# Felt F90



## BrodieBoy (Jul 7, 2006)

Hey, this is my first post here and I'm hoping to get some good information. I've road biked in the past on my dad's old 10 speed, but I want a more serious bike. I'm not planning on racing or anything, just wanna get out there and ride. My LBS (is it still an LBS if it's two hours away?) sells Felt's, and I've been looking at this one. Seems decent for the price, and I'm on a budget, would like to spend under $900 CDN. What do you think of this bike?? Thanks,

Cory

P.S I am a mountain biker, so I do know that fit's the most important thing, just wondering what you've heard about this bike.


----------



## Chris Oz (Oct 8, 2005)

As you said the fit rules all. I have just bought a Felt because if felt right. Interestingly it has a similar geometery to the bike it replaced. So maybe it felt right because it felt like my old comfortable shoes. Only time will tell. 

I rode a number of other bikes and the Felt and a Cervelo Solist came out on top. In the end the Felt was on sale and had a better groupo.

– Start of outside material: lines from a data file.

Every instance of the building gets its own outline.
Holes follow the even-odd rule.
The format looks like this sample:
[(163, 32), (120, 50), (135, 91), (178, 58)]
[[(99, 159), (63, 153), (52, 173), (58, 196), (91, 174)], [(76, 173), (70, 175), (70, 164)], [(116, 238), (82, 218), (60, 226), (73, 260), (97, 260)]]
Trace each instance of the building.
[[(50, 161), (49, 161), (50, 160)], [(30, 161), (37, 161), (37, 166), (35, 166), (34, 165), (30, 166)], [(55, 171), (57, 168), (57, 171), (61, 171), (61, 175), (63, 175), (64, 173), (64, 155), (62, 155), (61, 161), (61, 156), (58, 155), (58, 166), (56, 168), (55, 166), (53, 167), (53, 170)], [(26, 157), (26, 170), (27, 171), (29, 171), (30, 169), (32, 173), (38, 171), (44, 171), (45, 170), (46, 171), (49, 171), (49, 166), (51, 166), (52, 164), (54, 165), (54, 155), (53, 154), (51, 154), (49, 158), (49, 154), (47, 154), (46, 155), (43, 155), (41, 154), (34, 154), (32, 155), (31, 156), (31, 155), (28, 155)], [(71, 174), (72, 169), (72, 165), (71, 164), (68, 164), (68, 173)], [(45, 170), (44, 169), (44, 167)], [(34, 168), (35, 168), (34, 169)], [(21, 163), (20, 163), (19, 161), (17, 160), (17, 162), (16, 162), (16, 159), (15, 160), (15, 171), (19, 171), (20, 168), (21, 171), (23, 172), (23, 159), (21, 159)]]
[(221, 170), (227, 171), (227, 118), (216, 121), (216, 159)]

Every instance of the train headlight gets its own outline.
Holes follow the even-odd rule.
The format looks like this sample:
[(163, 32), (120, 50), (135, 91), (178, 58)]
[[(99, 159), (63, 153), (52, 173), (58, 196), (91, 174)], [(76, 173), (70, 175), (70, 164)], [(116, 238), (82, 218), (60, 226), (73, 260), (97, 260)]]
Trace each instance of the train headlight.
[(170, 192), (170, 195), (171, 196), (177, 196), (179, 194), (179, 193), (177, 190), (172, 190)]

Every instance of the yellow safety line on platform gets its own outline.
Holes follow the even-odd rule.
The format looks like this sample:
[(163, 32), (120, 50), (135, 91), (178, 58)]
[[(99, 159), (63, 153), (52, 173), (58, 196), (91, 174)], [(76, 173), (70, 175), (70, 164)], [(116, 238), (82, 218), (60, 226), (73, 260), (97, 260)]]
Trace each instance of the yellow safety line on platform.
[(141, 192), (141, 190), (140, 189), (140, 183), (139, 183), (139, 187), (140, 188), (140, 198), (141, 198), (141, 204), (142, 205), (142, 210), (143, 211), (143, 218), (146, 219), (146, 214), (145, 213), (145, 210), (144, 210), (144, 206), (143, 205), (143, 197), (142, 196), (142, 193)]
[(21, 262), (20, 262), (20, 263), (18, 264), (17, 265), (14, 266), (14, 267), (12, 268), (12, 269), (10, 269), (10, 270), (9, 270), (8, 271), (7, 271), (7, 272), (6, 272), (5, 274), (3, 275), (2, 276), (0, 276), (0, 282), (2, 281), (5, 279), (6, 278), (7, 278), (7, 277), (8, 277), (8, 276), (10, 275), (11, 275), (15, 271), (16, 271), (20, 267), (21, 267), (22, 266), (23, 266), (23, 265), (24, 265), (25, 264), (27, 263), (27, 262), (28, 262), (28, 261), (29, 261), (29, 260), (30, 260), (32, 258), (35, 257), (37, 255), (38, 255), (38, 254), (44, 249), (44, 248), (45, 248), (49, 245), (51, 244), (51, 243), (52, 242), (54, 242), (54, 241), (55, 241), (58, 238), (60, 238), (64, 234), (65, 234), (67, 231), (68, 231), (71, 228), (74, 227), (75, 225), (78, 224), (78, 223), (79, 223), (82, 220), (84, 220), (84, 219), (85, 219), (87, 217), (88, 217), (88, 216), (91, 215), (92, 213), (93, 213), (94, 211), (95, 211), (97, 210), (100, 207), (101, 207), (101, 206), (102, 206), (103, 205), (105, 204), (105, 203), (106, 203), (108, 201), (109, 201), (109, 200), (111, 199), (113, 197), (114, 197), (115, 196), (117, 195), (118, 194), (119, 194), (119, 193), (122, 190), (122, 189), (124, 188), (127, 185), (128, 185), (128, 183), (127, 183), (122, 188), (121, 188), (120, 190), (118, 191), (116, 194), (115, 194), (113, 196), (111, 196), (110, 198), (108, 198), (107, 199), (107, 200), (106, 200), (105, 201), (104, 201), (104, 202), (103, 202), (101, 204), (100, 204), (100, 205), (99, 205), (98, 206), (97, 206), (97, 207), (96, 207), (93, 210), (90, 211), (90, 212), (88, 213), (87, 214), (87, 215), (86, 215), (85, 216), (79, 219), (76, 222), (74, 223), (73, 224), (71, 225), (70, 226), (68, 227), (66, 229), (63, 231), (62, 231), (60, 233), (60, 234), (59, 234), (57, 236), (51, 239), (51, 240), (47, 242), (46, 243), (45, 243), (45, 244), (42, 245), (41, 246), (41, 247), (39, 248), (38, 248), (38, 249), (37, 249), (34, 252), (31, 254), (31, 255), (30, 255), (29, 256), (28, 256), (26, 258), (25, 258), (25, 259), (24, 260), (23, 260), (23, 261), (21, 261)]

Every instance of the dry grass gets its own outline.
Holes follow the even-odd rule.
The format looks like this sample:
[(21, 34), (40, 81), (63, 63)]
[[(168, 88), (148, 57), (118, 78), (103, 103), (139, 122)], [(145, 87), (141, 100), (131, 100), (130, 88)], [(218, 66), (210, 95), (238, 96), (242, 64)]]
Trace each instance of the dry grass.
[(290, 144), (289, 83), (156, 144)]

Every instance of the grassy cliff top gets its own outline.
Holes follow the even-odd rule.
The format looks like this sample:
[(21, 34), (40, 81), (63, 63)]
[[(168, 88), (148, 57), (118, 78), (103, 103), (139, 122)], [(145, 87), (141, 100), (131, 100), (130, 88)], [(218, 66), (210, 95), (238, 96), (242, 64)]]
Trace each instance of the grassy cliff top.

The Cervelo possibly had a better frame but not by much.

Felt are a relatively new brand (1991), they are big in the triathalon world but not so big in the road world. They seem to be good bang for buck. The frame is decent, may be not as sexy as a Cervelo but otherwise of good quality. They are reasonably well equiped. By the way just because a bike has a name doesn't make it a good bike. I test rode a high end Cinelli that was a wet noodle (ie it flexed like a K-mart bike). 

You need to go for a ride. That will tell you more than any review or post to a forum. For instance I road a Trek 1500 and hated it with a passion. Just not right for me. Similary I rode a Scott that was an OK ride, just slow. However I have friends that love these bikes. 

Good luck


----------